I ended my post Future Pickles? with a question and happily now have the answer:
This photo shows the first female bud from my experimental cucumber and it proves that my experiment is working.
I delayed the female blooms for a month because I wanted to determine whether the day length sensitivity, if compromised, would prevent the plant from fruiting. Apparently not.
Please compare this overlay of a detail taken from the photo shown above with the original photo.
The boy flowers start out as little ovals on the end of a slender stem:
The girl flowers, even before they open, have a second oval atop the stem but below what will soon be a blossom.
Thus, the above photo is proof that even if we get the cucumber seedlings off to a good start by allowing them to remain in the nurturing environment of an AeroGarden, when taken out they will still perform in a passive hydroponic planter.
This is very good to know in our climate, because that means I can start the cucumbers indoors a few weeks before the weather normally cools down, and then by manipulating the lighting, time them to go outside days or even weeks later in case it gets too hot again.
I came close to killing a couple of pepper plants because after waiting until we though the worst of the summer heat was over, I put them out and slept late the next morning. By the time I got out to check on them they were about goners.
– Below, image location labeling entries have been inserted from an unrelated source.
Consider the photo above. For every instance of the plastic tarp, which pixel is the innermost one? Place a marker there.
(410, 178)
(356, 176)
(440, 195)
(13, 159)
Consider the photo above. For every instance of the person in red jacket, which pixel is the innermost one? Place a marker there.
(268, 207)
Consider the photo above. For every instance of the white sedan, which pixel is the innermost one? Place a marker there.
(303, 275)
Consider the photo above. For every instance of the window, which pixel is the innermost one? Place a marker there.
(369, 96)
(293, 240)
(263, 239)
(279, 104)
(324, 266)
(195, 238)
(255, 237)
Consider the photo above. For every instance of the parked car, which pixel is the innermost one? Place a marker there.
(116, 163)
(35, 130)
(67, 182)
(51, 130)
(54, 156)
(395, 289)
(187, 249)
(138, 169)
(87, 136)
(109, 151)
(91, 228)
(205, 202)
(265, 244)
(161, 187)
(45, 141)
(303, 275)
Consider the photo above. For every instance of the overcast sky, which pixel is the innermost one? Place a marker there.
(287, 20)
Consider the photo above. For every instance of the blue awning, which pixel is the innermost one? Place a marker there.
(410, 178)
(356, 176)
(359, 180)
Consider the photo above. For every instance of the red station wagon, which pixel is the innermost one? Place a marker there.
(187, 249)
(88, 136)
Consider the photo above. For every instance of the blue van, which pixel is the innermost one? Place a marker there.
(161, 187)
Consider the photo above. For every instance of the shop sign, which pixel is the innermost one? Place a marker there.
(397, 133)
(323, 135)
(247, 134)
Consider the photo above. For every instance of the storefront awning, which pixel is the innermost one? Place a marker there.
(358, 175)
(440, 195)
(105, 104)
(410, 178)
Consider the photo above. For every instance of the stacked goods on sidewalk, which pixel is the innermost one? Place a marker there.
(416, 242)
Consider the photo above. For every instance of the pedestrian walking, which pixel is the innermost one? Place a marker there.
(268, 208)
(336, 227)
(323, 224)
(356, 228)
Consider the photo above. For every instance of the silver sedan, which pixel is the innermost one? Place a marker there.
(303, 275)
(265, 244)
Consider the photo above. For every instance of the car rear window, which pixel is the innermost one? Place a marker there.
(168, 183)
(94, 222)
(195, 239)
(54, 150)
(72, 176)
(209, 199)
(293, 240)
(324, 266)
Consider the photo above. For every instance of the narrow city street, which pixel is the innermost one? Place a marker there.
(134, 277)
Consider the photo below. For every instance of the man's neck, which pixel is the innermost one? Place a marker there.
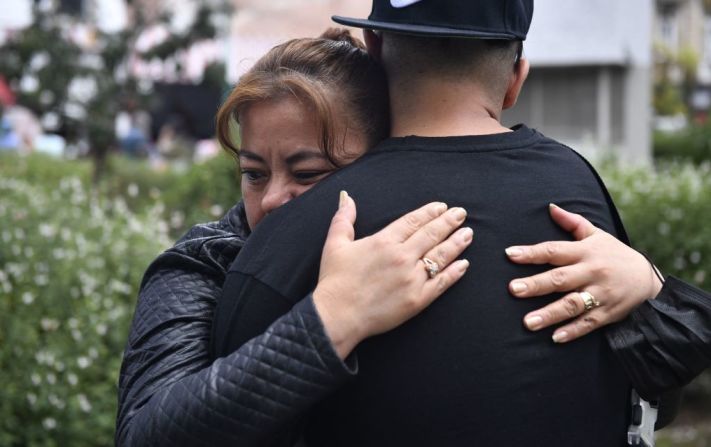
(441, 109)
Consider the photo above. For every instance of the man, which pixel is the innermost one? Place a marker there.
(465, 371)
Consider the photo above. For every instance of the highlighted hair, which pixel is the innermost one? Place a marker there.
(318, 72)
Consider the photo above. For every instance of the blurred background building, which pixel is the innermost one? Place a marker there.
(598, 66)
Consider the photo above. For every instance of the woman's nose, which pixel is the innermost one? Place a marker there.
(275, 196)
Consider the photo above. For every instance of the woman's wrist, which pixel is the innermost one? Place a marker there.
(340, 327)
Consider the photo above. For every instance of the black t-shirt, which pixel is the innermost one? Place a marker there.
(465, 371)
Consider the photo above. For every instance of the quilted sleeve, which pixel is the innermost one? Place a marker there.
(666, 342)
(169, 391)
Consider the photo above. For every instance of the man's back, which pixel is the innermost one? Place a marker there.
(465, 371)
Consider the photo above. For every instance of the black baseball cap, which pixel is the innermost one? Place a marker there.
(481, 19)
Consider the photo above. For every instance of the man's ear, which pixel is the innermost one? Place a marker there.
(516, 84)
(373, 42)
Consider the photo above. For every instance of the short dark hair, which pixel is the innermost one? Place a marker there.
(488, 61)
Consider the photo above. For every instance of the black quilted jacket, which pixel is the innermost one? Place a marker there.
(169, 392)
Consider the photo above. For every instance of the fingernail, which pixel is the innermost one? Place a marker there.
(533, 322)
(459, 213)
(518, 286)
(560, 337)
(514, 252)
(342, 199)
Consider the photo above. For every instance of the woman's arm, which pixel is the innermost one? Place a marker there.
(663, 337)
(170, 393)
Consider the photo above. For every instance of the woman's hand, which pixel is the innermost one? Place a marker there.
(372, 285)
(618, 277)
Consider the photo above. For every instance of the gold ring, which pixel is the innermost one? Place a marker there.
(589, 301)
(431, 267)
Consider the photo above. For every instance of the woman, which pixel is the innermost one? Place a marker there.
(293, 134)
(170, 391)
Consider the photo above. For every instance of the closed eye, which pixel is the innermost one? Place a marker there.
(253, 176)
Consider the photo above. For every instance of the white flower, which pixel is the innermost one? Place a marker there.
(72, 379)
(132, 190)
(47, 230)
(83, 362)
(49, 324)
(101, 329)
(56, 401)
(41, 280)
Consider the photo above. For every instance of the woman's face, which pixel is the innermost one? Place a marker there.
(280, 156)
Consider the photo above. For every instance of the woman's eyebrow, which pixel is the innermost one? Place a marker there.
(307, 154)
(250, 155)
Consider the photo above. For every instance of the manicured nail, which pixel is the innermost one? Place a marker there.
(342, 199)
(560, 337)
(514, 252)
(518, 286)
(459, 213)
(533, 322)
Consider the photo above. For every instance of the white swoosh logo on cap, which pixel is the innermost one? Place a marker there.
(403, 3)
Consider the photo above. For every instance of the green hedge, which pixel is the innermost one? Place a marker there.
(69, 268)
(71, 262)
(666, 213)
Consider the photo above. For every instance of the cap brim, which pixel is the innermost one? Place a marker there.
(422, 30)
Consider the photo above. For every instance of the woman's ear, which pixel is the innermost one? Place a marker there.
(516, 84)
(374, 43)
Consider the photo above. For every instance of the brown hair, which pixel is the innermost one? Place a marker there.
(317, 71)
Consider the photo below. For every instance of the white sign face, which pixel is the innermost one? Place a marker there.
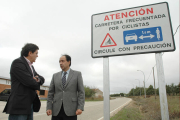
(139, 30)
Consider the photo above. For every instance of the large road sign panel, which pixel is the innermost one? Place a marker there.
(138, 30)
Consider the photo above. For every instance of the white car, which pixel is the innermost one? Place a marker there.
(132, 36)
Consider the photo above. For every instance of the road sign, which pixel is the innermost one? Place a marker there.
(138, 30)
(108, 41)
(153, 34)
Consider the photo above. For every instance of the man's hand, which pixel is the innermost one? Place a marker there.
(78, 112)
(49, 112)
(36, 78)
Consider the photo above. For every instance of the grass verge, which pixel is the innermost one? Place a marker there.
(148, 109)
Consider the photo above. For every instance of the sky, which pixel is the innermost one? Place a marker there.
(64, 27)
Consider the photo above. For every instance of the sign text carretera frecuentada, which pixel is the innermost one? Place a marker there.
(138, 30)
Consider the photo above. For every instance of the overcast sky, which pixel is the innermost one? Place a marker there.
(64, 27)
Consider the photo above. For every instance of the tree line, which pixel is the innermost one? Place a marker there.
(170, 90)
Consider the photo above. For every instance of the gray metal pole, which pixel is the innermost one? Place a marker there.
(162, 87)
(154, 84)
(106, 88)
(139, 86)
(144, 83)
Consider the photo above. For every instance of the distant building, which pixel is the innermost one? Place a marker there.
(6, 83)
(98, 93)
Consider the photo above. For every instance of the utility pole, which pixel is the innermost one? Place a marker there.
(154, 83)
(139, 86)
(144, 83)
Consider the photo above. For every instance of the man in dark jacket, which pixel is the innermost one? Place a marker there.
(23, 99)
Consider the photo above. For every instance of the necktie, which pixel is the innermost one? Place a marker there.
(64, 79)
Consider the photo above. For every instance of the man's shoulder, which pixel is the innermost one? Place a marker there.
(20, 59)
(57, 73)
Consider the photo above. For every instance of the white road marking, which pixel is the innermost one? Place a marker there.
(115, 109)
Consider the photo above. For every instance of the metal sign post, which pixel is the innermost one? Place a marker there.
(162, 89)
(106, 88)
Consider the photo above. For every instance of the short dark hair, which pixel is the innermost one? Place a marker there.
(68, 58)
(27, 48)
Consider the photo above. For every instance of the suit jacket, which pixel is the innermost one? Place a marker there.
(23, 89)
(72, 96)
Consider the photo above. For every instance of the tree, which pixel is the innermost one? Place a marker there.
(150, 90)
(168, 90)
(173, 89)
(157, 91)
(177, 88)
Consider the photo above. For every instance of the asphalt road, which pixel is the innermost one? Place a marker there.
(92, 110)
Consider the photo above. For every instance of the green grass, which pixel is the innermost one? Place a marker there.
(127, 114)
(148, 109)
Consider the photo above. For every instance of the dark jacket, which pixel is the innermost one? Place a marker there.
(23, 89)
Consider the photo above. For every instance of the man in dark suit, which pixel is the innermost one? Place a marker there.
(23, 99)
(66, 92)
The fact that female buds are in evidence also answers a question going around in some circles as to whether or not it is possible to grow cucumbers in an AeroGarden.
Again, the issue is that cucumbers are day-length sensitive and if they get more than eleven hours of direct light a day, this suppresses the plant's ability to produce female flowers. To test this theory, I kept a cucumber plant near the grow-lamps on our AeroGardens after the male flowers started opening. The grow-lamps are programmed to stay on for 18 hours and off for 6 hours.
For a whole month the plant kept producing male flowers, but not one female flower.
Then I started moving the plant away from the grow-lamps for part of each day. Within just a few days, this same plant began producing female buds. Although these have not opened yet, there is no doubt about their gender, and the sketches above overlay photos I took of both the girl and boy flowers to show their gender differentiation.
When the girl flowers show, I'd rather just put the cucumbers out for the bees to pollinate, because they are early risers and I am not. As they are heat-loving plants, that shouldn't be too much of a problem, but some of our hot spells here in the desert might even cook a cucumber.
So far, this one is doing OK outdoors:
These are still in the Aerogarden:
For some reason the link to Johnny's Seeds where I bought the seeds for
these miniature white cucumbers did not work in my response to Ginger's
comment below so I will try again here:
Can't manage a link for the white Pearl variety that she grew, but here is a source for the seeds, which Park doesn't actually sell at present:
NOTE: If you are transplanting the cukes into dirt instead of a hydroponic planter, of course, it is better to remove them from the AeroGarden before the roots mature to the point where they have adapted to living in a liquid nutrient solution.